Now, almost 50 years later, I have met the god of gods - Zeus himself - the man who drove the Mallard from its museum home in York on one of its last ever trips. On the Settle-Carlisle, of course.

And David Parrinder, 64, turned out to be quite un-godlike, one of the most self-effacing and pleasant guys you could ever come across.

David, who lives with his wife, Nancy, in a neat semi overlooking the railway sidings in Marina Crescent, Skipton, is not the subject of this feature just because he drove Mallard. And the Flying Scotsman. And the Sir Nigel Gresley, named after the brilliant engineer who designed these engines, the ultimate pinnacle of steam power before dreary diesel took over.

No. I went to see him because of his remarkable record as a working man who has just retired after 50 years on the railways, every day of it spent working out of Skipton.

"I don't suppose many people will ever work for 50 years again," he says. "I started at 14, cleaning engines and scraping out their fire boxes, a real mucky job.

"But I never thought anything of it. It was just work: work I was proud of, I admit, but millions of men in Britain were also doing hard, mucky work so I was no different from anyone else."

He started on, of all days, New Year's Eve, 1951 - "New Year wasn't a public holiday then" - cycling 15 miles from his home near Haworth to Skipton Station: "It wasn't bad coming - its downhill all the way - but going back after a shift that sometimes lasted 10 hours was a bit tough."

Without casting too many aspersions, I wonder what modern teenagers would think of a working day like that. I doubt, too, whether many of them would enjoy the rigid system of training that every railwayman had to pass before he could be promoted.

David actually had to qualify as a cleaner! Then, as a cleaner he was able to stand in as a relief fireman, heaving tons of coal into a roaring furnace as engines laboured up the steep gradients of the Settle-Carlisle.

"On those open footplates, winter could be quite hard," he recalls. "My side of the footplate was hot, the driver's cold. But if an east wind was blowing over the fells and we were going north, even I would be freezing.

"I once spent seven hours marooned in a snow drift in Garsdale before they could get to us and tow us out."

He was well into his 20s when he became a fireman which meant he could stand in as a relief driver. He didn't make driver until he was nearly 30! And that was the peak of his ambition.

By this time, the railways were being changed forever.

He became a diesel engine driver, sitting in comparative luxury in an enclosed cabin - "it was much more comfortable but not quite the same" - but was, before long, one of the last surviving members of the railway community qualified to handle the great steam locos.

For a while, that didn't mean much. Then the old British Rail suddenly found there was money to be made from the huge backswell of yearning for the great days of steam.

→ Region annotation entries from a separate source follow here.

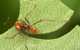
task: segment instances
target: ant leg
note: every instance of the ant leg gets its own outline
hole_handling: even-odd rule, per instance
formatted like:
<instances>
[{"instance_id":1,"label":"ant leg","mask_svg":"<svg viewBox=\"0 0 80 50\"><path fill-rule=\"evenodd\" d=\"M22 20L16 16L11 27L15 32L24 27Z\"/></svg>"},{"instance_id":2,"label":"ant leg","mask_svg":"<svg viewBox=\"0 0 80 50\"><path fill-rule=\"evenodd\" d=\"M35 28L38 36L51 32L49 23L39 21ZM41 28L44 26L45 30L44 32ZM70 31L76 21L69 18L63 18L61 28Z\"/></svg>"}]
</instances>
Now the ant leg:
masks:
<instances>
[{"instance_id":1,"label":"ant leg","mask_svg":"<svg viewBox=\"0 0 80 50\"><path fill-rule=\"evenodd\" d=\"M29 34L29 30L28 30L28 33L27 33L26 41L25 41L25 47L26 47L27 50L28 50L28 48L26 46L26 43L27 43L27 39L28 39L28 34Z\"/></svg>"},{"instance_id":2,"label":"ant leg","mask_svg":"<svg viewBox=\"0 0 80 50\"><path fill-rule=\"evenodd\" d=\"M36 4L34 5L34 7L36 6ZM29 24L29 21L27 20L27 16L33 11L33 9L34 9L34 7L32 8L32 10L25 16L25 20L28 22L28 24Z\"/></svg>"},{"instance_id":3,"label":"ant leg","mask_svg":"<svg viewBox=\"0 0 80 50\"><path fill-rule=\"evenodd\" d=\"M54 22L56 22L56 21L67 21L67 22L69 22L69 20L48 20L48 19L42 19L42 20L40 20L40 21L32 24L31 26L33 26L33 25L35 25L35 24L37 24L37 23L39 23L39 22L41 22L41 21L54 21Z\"/></svg>"},{"instance_id":4,"label":"ant leg","mask_svg":"<svg viewBox=\"0 0 80 50\"><path fill-rule=\"evenodd\" d=\"M8 17L8 19L7 19L7 22L8 22L8 20L10 20L10 22L13 24L13 22L11 21L11 19ZM4 25L6 25L7 24L7 22L6 23L4 23Z\"/></svg>"},{"instance_id":5,"label":"ant leg","mask_svg":"<svg viewBox=\"0 0 80 50\"><path fill-rule=\"evenodd\" d=\"M20 34L20 33L22 33L22 32L19 32L19 33L17 33L16 35L18 35L18 34ZM13 39L16 35L14 35L13 37L5 37L5 38L11 38L11 39Z\"/></svg>"}]
</instances>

They began running steam excursions for railways buffs and, as the most scenic line in England, the Settle-Carlisle was a favourite route. And there, in Skipton, was David Parrinder, one of the few men still in service capable of handling hugely powerful steam locos.

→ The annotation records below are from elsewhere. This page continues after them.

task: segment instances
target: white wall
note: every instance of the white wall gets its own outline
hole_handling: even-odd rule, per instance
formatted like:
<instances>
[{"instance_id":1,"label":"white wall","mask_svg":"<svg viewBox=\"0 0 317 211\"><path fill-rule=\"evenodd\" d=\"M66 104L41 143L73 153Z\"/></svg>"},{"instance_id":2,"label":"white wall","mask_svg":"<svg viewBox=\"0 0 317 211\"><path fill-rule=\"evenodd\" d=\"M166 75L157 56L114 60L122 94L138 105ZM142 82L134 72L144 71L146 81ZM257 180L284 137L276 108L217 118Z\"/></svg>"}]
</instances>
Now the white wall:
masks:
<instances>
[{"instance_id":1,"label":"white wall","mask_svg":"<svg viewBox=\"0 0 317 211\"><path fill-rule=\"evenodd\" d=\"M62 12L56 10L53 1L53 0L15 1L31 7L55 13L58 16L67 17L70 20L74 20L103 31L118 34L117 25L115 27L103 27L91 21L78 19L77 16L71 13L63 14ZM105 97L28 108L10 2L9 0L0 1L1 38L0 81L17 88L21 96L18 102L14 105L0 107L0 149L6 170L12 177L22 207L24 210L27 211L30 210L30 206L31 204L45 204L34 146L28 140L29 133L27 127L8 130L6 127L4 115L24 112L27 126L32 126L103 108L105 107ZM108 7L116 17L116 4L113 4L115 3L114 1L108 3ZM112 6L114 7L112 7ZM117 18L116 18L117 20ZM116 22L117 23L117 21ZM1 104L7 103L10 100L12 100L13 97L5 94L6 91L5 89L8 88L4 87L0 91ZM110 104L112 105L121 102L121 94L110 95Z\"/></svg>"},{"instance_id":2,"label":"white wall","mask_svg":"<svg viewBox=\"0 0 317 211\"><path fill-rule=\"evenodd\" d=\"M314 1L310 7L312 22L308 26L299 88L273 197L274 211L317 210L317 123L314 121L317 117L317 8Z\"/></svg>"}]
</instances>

That's when he got to drive the Mallard, the Flying Scotsman and many, many more with names to make the rail buffs drool. These were not just working locos but incredibly valuable antiques, living fossils from the great age of British engineering.

Like thoroughbred racehorses they had to be handled with skill (and, I suspect, in David's case, love) and most of them are now permanent museum pieces.

Whether we will see them under full steam again, I don't know.

But I doubt very much whether we shall ever see again the likes of David Parrinder, who plans to spend his retirement with wife Nancy touring Britain - in their caravan.

Happy retirement, David and Nancy. Nice to know that gods turn out to be nice guys when you finally meet.